Ну вот, Бой успокоился и заснул. Правда, застонал во сне Ульсон. Но это уже не может прервать дремоту, переходящую в сон... Что это? Сна как не бывало. Странный отдалённый вой раздался со стороны леса, то нарастая, то стихая. Разбудила не сила звука, а его неожиданность и непривычность. Ничего подобного ещё не доводилось слышать.
Оделся, вышел на веранду, прислушиваясь. Догадался: это какие-то песнопения папуасов. Из комнатки раздался испуганный голос Ульсона:
— Хозяин, хозяин!
— Я здесь.
— Это они.
— Я догадался.
— Они воют, как голодные волки. У вас ружья заряжены?
— Я оставлю их тебе. Пойду прогуляюсь.
— Да вы что! Надо будет обороняться! Вы решили оставить нас одних? Мы больны, и они непременно убьют нас. И ещё съедят.
— Для вас это уже не будет иметь значения.

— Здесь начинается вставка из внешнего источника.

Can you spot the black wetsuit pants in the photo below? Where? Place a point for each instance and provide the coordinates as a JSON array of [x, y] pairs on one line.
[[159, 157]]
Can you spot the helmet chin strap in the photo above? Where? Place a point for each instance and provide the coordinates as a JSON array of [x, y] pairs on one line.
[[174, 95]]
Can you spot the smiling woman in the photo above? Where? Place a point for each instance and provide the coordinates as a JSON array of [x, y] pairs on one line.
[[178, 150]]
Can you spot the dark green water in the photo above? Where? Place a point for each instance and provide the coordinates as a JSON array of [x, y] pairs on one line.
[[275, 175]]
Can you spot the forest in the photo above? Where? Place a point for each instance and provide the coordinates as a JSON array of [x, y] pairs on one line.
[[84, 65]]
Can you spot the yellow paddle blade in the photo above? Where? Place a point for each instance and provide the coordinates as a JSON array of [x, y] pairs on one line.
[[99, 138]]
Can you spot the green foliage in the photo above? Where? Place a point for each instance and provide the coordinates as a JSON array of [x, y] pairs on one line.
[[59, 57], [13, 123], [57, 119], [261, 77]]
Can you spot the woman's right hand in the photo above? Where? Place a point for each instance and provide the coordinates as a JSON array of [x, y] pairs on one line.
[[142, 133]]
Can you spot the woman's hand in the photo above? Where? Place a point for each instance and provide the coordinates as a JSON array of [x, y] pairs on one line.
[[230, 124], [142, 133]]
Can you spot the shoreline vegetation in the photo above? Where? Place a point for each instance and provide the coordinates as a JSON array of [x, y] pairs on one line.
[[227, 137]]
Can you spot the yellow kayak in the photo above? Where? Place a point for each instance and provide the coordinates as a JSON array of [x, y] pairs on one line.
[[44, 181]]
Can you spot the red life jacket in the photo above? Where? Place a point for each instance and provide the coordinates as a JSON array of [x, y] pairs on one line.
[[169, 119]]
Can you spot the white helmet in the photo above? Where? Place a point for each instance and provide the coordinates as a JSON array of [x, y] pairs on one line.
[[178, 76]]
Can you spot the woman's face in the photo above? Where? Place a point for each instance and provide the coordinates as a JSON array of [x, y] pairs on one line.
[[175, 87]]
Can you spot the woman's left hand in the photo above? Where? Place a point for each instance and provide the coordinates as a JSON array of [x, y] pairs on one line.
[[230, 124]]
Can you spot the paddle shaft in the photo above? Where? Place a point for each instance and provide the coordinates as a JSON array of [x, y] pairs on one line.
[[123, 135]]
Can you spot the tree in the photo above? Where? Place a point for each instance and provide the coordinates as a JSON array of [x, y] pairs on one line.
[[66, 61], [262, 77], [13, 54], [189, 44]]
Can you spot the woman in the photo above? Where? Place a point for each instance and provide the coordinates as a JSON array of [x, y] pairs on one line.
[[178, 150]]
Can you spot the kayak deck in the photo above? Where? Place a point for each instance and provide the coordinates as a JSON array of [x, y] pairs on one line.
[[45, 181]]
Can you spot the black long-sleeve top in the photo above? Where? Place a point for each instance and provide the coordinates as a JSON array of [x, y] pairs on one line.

— Зачем вы так издеваетесь? Мне же страшно. Не уходите. Я понял, почему приходил этот шпион Туй. Он у них за лазутчика. Теперь они собираются напасть на нас.
— Успокойся. Они не глупы и если уж нападут, то внезапно и тихо. А сейчас у них праздник.
Доводы Ульсона убедили, и он успокоился. Пробурчал только:
— Хорош праздник. От такого пения сдохнуть можно.
Маклай усмехнулся. Ему вдруг припомнился куплет, слышанный в недолгое студенческое время в Петербурге. Немудрёная частушечная шутка запомнилась крепче, чем иные глубокомысленные изречения:
Об этом папуасском пении — в самый раз.
Он принёс из своей каморки и поставил возле лежанки Ульсона двустволку:
— При первом же выстреле я вернусь. А теперь — спи.
Луна просвечивала сквозь неплотную кисею облаков. Возможно, туземцы отмечают ночь полнолуния. Жаль, нельзя увидеть их празднество, танцы, обряды.
По тропинке, влажной от недавно прошедшего небольшого дождя, направился в Горенду, откуда доносился многоголосый вой. Тропинка мерцала, подобно лунной дорожке на море. Пение слышалось всё громче.
Дальше идти не было никакого смысла. Да и навалилась усталость. Отыскал подходящий пень, сел на него и стал прислушиваться. Пение накатывалось волнами, подобно набегающим на берег волнам, примитивный мотив то поднимался, то опускался, а временами неожиданно обрывался, чтобы возобновиться через полминуты. Медные глухие удары барума звучали как бы сами по себе.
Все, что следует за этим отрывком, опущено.